The Manuscript, Archives and Rare Books Library (MARBL) debuted an exhibition commemorating the late Irish poet and Nobel Prize winner Seamus Heaney this past weekend in the Schatten Gallery of the Robert W. Woodruff Library.
Heaney died Aug. 30, 2013, a few months after his last visit to the University in March.
The exhibit, titled “Seamus Heaney: The Music of What Happens,” chronicles Heaney’s life as a poet and his relationship with Emory. According to an article written by the Director of Irish Studies Geraldine Higgins in the spring 2014 MARBL catalog, the title originates from an old legend that Heaney quoted in his poem “Song.”
The gallery displays pictures of Heaney with various Emory faculty members, his visit to the grave of Irish poet W.B. Yeats and some individual portraits of him.
The exhibit also demonstrates that the impact of Heaney’s death reverberated across the world, displays clippings from global newspapers when the story of his death broke and provides an explanation of his poetry’s impact.
“[Heaney’s] loss was mourned by scholars, writers, friends, rock stars, political activists and poetry lovers in myriad texts, tweets, blog posts, articles, obituaries and speeches,” the exhibit states.
MARBL is home to some of the only early drafts of Heaney’s poetry, a few of which are handwritten and show Heaney’s edits. For example, a draft of the poem “Strange Fruit” has phrases crossed out and arrows indicating the rearrangement of stanzas.
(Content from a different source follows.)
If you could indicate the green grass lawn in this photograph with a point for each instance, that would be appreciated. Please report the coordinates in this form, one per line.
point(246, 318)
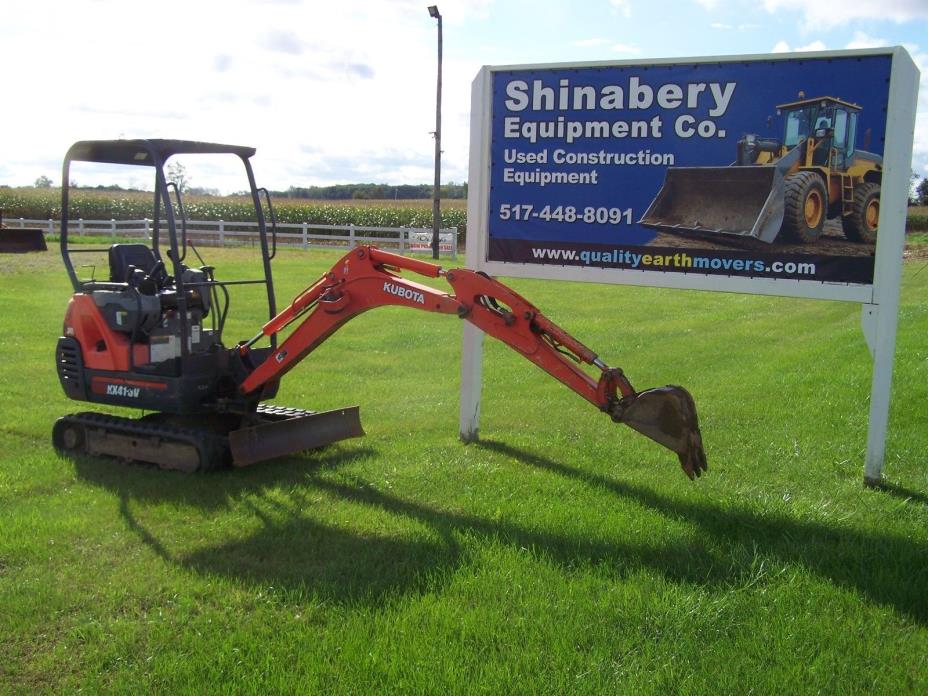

The exhibit also contains personal correspondence between Heaney and American poet Ted Hughes as well as handwritten letters and poems to contemporary Irish poets Michael Longley, Paul Muldoon and Medbh McGuckian.
“The exhibition follows the trajectory of Heaney’s poetry from the earth-bound bog poems of his early work to the airiness and uplift of crediting marvels in his later career,” Higgins wrote in the MARBL catalog.
The exhibit also has a video media section that plays clips of Heaney and other writers reading his poems aloud.
Heaney first forged a relationship with Emory’s Irish Studies department in 1981 during his first visit for the inaugural Richard Ellmann Lectures in Modern Literature, Higgins wrote. He donated his papers to MARBL in 2003 in honor of former University President Bill Chace.
Heaney’s relationship with Emory is presented in the gallery through pictures and a copy of his 2003 address at Emory’s Commencement ceremony.
“Still, today’s conferral has raised us all a step above ourselves, and for the rest of our lives we’re going to remember this morning with pride and pleasure,” he said in the speech.
Much of Heaney’s poetry delves into his own past. One of his most widely known poems, “Digging,” which explores Heaney’s family and integrates elements of the Irish landscape, is displayed in large print in the exhibit.
In addition to his own past, Heaney also addressed Irish history in his poetry, specifically the violence during the Irish War of Independence. A section of the exhibit documents some of the propaganda, posters and media paraphernalia related to Irish nationalism and displays Heaney’s poem about the Easter Rising of 1916 entitled “Requiem of the Croppies.”
The gallery is open to students, faculty and members of the Atlanta community.
Exhibit attendee Peggy Ann McCann described her experience as a native of Ireland experiencing the exhibit.
“I kept forgetting I was in America because it feels so relevant to where I’m from,” she said.
She added that seeing the exhibit was also emotional for her because she grew up in Northern Ireland and the history of the War of Independence stirs up the difficult feelings of that time.